The 'cables' disentangled themselves from the vent.

"Can't an Ooploopod catch a nap around here?" the thing said. It sounded choppy, like somebody talking into a very fast fanblade.

An Ooploopod.

They looked like black rubbery jellyfish, and they could move very quickly on their flexible tentacles. Rather than mouths, they'd evolved vibrational membranes that could mimic a wide range of sounds to scare off predators. Due to their hostile homeworld, they were very adaptable. They liked to squat in ventilation systems and observe other sentient life forms. Supposedly, they could become fluent in any language after less than a week. From what she heard, they'd make a killing in the translation business, but — in the absence of their natural predators — they'd become layabouts and couldn't be bothered.

"No, you can't 'catch a nap' around here," Luci barked.

Her voice echoed just a little too loudly for her liking, but with all the stress she was under, she had trouble keeping calm.

"You want to sleep in our offices," she said, "then you pay rent!"

"Unionizer!" it spat at her.

She gasp-scoffed, her voice turning into a hoarse wheeze from the stress-induced tightness in her chest and throat.

In the corporate culture, 'unionizer' was one of the most vile insults. Long ago, 'unions' were allegedly these organized crime syndicates who strongarmed employees into giving up their wages so they could launch sabotage campaigns and blackmail poor, innocent, hardworking executives. These days — long after the unions had been outlawed — the insult was tossed around so much it meant basically nothing, but usually people said it when they thought somebody was trying to weasel money out of them.

However …

Luci was from Asilo, where the corporate culture had gained no traction whatsoever. Given the way her family's business had been forced out of the skies, she found the 'poor, innocent, hardworking executive' stuff pretty fishy.

But she wasn't about to take this squatting jellyfish's insults lightly.

"Get a job, or get outta here!" she spat back.
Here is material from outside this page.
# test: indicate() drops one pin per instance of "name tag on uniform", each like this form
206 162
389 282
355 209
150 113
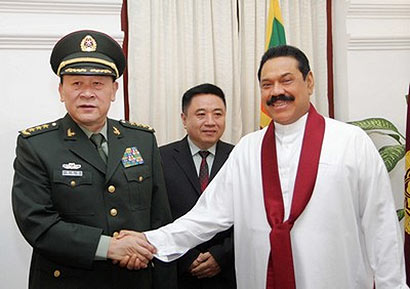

She breathed heavily, her cheeks burning. But she felt kind of relieved. After bottling up her feelings outside the office, it was refreshing to unload on this squatter. After all, it was in her home, taking up space and talking back to her. She had every right to be pissed at it.

"Screw you," the Ooploopod said. "This station was made with metal they mined from my homeworld. I got more of a right to be here than you do!"

"Oh, yeah? Prove it."

"Pfft! Come on, kids. We're leaving."

As the Ooploopod bounded away on its tentacles, a dozen high-pitched chittering voices followed it. It paused at the bottom of a vertical junction. Light shone from above, flickering as it passed through some unseen fanblade. The Ooploopod launched itself upward, its feelers banging against the metal as it thrust its weight through the air. Its offspring hopped up after it.

"Let's see if podbrother-seven found a place we can crash."

Luci crawled to the base of the junction.

"Freeloaders!" she shouted up at them, as loud as she dared.

Then she moved on. Continued peering out the vent covers as she went past. But there was nothing out there that'd help her, nothing at all. She peered down at the breakroom, then moved on.

The warehouse is mostly empty, but maybe I can find something—

Wait!

She backed up a bit and peered through the vent cover again … and finally saw her way out of this. She hooked her fingers through the slats and pushed it open.